Saat di dalam arenapun namja itu selalu meluangkan waktu untuk

memastikan gadis itu ‘masih’ berada di tempatnya, membuat gadis itu

mendengus sebal dan kembali pada posisi awalnya.

Dan saat peluit panjang itu berbunyi, sebuah helaan napas panjang itu

meluncur dengan indahnya dari mulut Anastasia dan segera ia

langkahkan kakinya mendekat ke lapangan dengan mata tertuju pada

pemuda yang tengah asik ber-high five dengan teman-temannya.

Namja yang kemudian menatapnya dengan seulas senyum manis

terpampang dengan jelas di wajah itu, membuat jantung Anastasia Lee

sedikit manaikkan tingkatan kerjanya menjadi sedikit lebih cepat.

Masih mempertahankan tatapan datarnya, gadis itu mengulurkan sebuah

tempat minum pada Chanyeol.
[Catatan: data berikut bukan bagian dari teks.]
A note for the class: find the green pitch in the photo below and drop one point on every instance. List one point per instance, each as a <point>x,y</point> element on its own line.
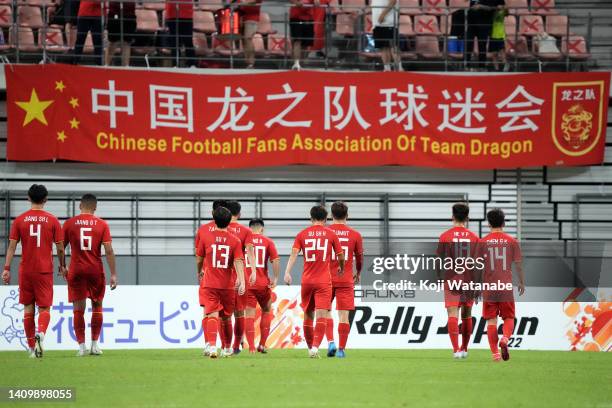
<point>373,378</point>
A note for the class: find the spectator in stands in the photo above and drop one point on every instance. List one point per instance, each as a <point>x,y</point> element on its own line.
<point>250,18</point>
<point>121,26</point>
<point>480,21</point>
<point>385,18</point>
<point>301,28</point>
<point>179,20</point>
<point>89,20</point>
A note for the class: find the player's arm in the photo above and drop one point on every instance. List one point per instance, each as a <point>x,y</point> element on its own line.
<point>10,253</point>
<point>290,264</point>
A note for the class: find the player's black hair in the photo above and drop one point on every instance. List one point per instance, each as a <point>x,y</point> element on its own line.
<point>89,200</point>
<point>219,203</point>
<point>256,222</point>
<point>38,193</point>
<point>496,218</point>
<point>234,207</point>
<point>339,210</point>
<point>222,217</point>
<point>318,213</point>
<point>461,211</point>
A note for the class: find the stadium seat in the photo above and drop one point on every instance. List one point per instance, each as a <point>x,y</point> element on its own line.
<point>575,47</point>
<point>519,7</point>
<point>426,25</point>
<point>428,47</point>
<point>410,7</point>
<point>52,40</point>
<point>543,7</point>
<point>6,16</point>
<point>557,26</point>
<point>29,16</point>
<point>435,7</point>
<point>531,25</point>
<point>147,21</point>
<point>204,22</point>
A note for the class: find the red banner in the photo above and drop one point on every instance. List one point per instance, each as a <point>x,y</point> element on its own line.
<point>323,118</point>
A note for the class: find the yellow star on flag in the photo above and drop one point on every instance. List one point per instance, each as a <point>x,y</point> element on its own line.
<point>35,109</point>
<point>59,86</point>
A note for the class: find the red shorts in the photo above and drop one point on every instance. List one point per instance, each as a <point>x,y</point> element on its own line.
<point>218,300</point>
<point>86,285</point>
<point>316,297</point>
<point>490,310</point>
<point>345,297</point>
<point>261,296</point>
<point>454,299</point>
<point>36,288</point>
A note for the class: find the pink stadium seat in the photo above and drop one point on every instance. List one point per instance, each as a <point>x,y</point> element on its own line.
<point>531,25</point>
<point>6,16</point>
<point>519,7</point>
<point>543,7</point>
<point>426,25</point>
<point>29,16</point>
<point>204,22</point>
<point>428,47</point>
<point>575,46</point>
<point>435,7</point>
<point>146,21</point>
<point>410,7</point>
<point>557,26</point>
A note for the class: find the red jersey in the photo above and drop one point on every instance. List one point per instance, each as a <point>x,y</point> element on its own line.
<point>219,249</point>
<point>85,234</point>
<point>37,230</point>
<point>303,13</point>
<point>265,251</point>
<point>352,246</point>
<point>251,12</point>
<point>179,9</point>
<point>458,242</point>
<point>317,243</point>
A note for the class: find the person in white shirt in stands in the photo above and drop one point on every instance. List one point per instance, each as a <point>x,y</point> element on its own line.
<point>385,18</point>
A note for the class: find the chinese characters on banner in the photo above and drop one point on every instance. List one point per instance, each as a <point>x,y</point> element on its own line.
<point>321,118</point>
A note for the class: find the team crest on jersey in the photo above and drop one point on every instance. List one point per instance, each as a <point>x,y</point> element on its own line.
<point>577,116</point>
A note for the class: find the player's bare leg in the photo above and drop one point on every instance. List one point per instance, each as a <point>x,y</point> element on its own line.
<point>466,329</point>
<point>493,338</point>
<point>78,323</point>
<point>96,327</point>
<point>29,328</point>
<point>343,331</point>
<point>453,329</point>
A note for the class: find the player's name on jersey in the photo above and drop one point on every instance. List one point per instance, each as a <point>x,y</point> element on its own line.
<point>438,285</point>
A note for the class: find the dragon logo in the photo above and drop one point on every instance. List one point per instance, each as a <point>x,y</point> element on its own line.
<point>576,125</point>
<point>11,320</point>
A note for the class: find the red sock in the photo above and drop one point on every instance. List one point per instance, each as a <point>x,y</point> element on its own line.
<point>508,327</point>
<point>453,332</point>
<point>493,339</point>
<point>238,331</point>
<point>96,322</point>
<point>43,321</point>
<point>320,326</point>
<point>30,328</point>
<point>329,330</point>
<point>308,332</point>
<point>264,327</point>
<point>466,332</point>
<point>343,331</point>
<point>250,332</point>
<point>212,326</point>
<point>78,323</point>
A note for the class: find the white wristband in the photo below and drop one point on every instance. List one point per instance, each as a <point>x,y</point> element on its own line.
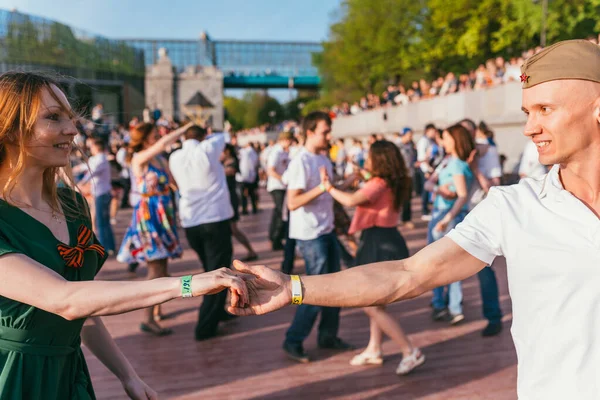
<point>296,290</point>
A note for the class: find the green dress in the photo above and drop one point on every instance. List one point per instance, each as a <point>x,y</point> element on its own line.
<point>40,353</point>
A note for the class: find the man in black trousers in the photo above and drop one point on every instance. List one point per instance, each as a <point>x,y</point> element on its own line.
<point>205,211</point>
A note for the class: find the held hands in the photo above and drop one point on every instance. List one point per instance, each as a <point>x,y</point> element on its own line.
<point>137,389</point>
<point>221,279</point>
<point>442,225</point>
<point>268,290</point>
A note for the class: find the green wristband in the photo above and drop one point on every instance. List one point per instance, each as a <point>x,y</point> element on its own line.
<point>186,286</point>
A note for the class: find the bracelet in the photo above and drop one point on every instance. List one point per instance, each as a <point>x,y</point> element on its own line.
<point>296,290</point>
<point>186,286</point>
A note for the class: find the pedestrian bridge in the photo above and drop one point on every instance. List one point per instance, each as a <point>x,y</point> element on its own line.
<point>245,64</point>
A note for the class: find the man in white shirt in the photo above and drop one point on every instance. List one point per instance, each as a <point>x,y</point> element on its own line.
<point>247,177</point>
<point>548,229</point>
<point>311,224</point>
<point>277,163</point>
<point>205,211</point>
<point>98,176</point>
<point>488,166</point>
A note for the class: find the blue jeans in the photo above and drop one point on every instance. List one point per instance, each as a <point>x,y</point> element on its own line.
<point>321,256</point>
<point>103,228</point>
<point>489,295</point>
<point>454,289</point>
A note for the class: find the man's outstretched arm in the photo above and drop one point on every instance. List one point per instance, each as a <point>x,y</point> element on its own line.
<point>381,283</point>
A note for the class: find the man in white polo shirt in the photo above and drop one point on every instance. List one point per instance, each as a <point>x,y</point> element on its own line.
<point>548,229</point>
<point>311,224</point>
<point>205,211</point>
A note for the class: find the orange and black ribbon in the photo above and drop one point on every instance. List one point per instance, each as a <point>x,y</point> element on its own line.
<point>73,256</point>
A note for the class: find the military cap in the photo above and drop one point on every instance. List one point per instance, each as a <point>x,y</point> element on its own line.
<point>569,59</point>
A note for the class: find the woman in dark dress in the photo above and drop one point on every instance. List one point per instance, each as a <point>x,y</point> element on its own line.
<point>378,203</point>
<point>49,256</point>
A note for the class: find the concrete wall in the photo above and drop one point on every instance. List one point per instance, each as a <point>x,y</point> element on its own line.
<point>499,107</point>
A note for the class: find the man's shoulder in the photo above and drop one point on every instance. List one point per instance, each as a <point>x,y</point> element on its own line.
<point>518,194</point>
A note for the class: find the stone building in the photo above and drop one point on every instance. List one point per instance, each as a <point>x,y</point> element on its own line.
<point>170,90</point>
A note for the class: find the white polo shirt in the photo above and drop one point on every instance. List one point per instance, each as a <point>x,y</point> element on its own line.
<point>315,218</point>
<point>551,242</point>
<point>200,177</point>
<point>248,165</point>
<point>279,160</point>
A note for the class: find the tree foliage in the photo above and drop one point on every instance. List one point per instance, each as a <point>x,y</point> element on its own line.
<point>376,42</point>
<point>252,110</point>
<point>38,41</point>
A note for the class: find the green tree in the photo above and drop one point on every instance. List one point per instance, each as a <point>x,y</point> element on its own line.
<point>373,42</point>
<point>254,109</point>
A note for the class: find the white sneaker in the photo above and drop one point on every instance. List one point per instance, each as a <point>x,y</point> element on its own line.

Namun belum sempat namja itu

meraihnya, sebuah cekalan di lengan kanannya membuat dua orang itu

tersentak dan menoleh secara bersamaan pada seorang gadis yang tengah

tersenyum lebar kearah Chanyeol, membuat Anne semakin sebal

mendapati tingkah yeoja ‘agresif’ itu.

“Oppa, selamat!” ucap gadis itu riang dan secara sepihak menarik

Chanyeol menjauh dari gadis itu. Membuat Anne mendengus sebal dan

memutar bola matanya, lalu hendak berbalik namun terhenti saat suara

seorang pria mengajaknya bicara.

“Kau baik sekali Anastasia-sshi. Yang kau bawa itu, bisa aku

meminumnya?”

Gadis itu berbalik kemudian menatap pria itu dan tersenyum simpul.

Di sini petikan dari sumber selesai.